Myths and Facts about Domestic Violence

Myth: Domestic violence is a "loss of control."
Fact: Violent behavior is a choice. Perpetrators use it to control their victims. Domestic violence is about batterers using their control, not losing their control. Their actions are very deliberate.
Myth: The victim is responsible for the violence because she provokes it.
Fact: No one asks to be abused and no one deserves to be abused, regardless of what they say or do.
Myth: If the victim didn’t like it, she would leave.
Fact: Victims do no like the abuse. They stay in the relationship for many reasons, including fear. Most do eventually leave.
Myth: Domestic violence only occurs in a small percentage of relationships.
Fact: Estimates report that domestic violence occurs in one quarter to one third of all intimate relationships. This applies to heterosexual and same-sex relationships.
Myth: Middle and upper class women do not get battered as frequently as poor women.
Fact: Domestic violence occurs in all socioeconomic levels.  Because women with money usually have more access to resources, poorer women tend to use community agencies, and are therefore more visible.
Myth: Batterers are violent in all their relationships
Fact: Batterers choose to be violent toward their partners in ways they would never consider treating other people. 
Myth: Alcohol/drugs cause battering behavior.
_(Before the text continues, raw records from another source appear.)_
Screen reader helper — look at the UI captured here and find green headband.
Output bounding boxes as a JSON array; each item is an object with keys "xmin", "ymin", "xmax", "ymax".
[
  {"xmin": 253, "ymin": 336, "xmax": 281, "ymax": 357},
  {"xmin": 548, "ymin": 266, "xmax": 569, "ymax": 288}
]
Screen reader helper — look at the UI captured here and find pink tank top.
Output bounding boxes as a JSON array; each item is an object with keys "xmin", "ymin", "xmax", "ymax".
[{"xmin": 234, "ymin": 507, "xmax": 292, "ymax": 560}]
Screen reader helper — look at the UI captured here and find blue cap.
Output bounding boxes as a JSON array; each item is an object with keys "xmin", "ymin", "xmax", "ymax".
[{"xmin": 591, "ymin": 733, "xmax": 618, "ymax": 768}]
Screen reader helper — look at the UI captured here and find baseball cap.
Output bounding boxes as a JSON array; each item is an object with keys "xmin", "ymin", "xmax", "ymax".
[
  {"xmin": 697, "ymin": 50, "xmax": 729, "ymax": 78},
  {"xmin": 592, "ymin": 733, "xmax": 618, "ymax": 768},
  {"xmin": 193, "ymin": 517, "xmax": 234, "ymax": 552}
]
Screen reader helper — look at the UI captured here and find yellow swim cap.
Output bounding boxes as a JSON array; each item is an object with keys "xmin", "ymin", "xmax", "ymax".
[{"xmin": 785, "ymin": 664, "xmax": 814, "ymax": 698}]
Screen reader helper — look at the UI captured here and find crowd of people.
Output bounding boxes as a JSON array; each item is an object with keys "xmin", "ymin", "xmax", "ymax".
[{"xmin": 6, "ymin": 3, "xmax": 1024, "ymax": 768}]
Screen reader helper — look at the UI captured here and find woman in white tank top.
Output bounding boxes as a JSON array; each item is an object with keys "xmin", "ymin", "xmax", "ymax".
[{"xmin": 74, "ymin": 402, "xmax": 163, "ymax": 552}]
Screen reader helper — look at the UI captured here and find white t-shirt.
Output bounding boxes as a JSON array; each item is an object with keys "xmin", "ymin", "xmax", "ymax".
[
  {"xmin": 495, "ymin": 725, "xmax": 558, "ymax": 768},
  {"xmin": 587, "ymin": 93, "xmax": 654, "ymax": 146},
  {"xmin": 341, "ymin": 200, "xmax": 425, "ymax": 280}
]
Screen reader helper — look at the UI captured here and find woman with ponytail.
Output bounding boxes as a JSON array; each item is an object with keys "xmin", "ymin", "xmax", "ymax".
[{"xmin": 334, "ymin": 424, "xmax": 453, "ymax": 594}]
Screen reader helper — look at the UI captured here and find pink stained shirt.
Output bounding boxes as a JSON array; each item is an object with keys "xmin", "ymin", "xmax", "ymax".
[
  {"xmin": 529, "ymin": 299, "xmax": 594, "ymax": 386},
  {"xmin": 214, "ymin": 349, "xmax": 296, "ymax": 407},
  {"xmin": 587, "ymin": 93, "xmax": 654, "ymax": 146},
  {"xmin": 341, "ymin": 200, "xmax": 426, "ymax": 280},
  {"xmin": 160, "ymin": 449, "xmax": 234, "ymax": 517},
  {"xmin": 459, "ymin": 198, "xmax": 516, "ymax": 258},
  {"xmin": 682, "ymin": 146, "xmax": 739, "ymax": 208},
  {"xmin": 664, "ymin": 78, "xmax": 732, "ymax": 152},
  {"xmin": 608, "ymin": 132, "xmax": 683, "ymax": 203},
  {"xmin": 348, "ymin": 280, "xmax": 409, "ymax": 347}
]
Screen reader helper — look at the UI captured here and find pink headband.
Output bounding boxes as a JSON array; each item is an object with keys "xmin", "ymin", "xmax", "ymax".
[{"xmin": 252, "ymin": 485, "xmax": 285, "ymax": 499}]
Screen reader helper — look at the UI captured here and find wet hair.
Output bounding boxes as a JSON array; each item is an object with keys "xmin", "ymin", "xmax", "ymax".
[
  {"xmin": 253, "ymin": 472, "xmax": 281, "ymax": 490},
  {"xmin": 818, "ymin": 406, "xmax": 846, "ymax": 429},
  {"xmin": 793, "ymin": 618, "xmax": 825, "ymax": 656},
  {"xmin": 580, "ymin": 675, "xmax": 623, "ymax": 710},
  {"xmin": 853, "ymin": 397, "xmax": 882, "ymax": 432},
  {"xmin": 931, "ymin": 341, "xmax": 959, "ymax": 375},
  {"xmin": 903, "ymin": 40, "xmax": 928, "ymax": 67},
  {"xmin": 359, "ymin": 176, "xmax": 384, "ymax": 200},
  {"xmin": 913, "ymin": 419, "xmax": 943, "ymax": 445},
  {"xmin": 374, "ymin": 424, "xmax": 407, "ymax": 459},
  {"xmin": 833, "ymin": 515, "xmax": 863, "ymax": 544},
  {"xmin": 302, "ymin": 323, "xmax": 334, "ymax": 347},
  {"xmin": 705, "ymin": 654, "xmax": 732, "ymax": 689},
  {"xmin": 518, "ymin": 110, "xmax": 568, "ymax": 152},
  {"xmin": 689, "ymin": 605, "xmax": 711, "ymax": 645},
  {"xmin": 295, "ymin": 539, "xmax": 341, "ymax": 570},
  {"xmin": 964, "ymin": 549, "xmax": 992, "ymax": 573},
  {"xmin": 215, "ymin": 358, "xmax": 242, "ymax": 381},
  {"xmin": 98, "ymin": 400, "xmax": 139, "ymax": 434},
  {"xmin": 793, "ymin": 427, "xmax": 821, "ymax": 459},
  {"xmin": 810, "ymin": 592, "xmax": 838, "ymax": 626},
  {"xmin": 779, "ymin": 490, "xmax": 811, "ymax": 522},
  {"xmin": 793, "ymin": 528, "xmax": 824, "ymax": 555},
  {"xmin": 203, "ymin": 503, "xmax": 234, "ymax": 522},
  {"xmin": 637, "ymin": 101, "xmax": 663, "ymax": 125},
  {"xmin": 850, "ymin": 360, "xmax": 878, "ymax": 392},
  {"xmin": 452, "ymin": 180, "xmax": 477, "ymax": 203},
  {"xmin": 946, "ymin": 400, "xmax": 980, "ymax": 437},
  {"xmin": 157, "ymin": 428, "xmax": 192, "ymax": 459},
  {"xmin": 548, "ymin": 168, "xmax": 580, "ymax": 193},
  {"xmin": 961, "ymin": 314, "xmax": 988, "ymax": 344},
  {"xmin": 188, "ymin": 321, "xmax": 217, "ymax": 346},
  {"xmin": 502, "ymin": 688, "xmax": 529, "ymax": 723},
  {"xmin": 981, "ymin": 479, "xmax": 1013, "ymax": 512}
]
Fact: Although many abusive partners also abuse alcohol and/or drugs, this is not the underlying cause of the battering.  Many batterers use alcohol/drugs as an excuse to explain their violence.
Myth: Once a battered woman, always a battered woman.
Fact: While some battered women have been in more than one abusive relationship, women who receive domestic violence services are the least likely to enter another abusive relationship.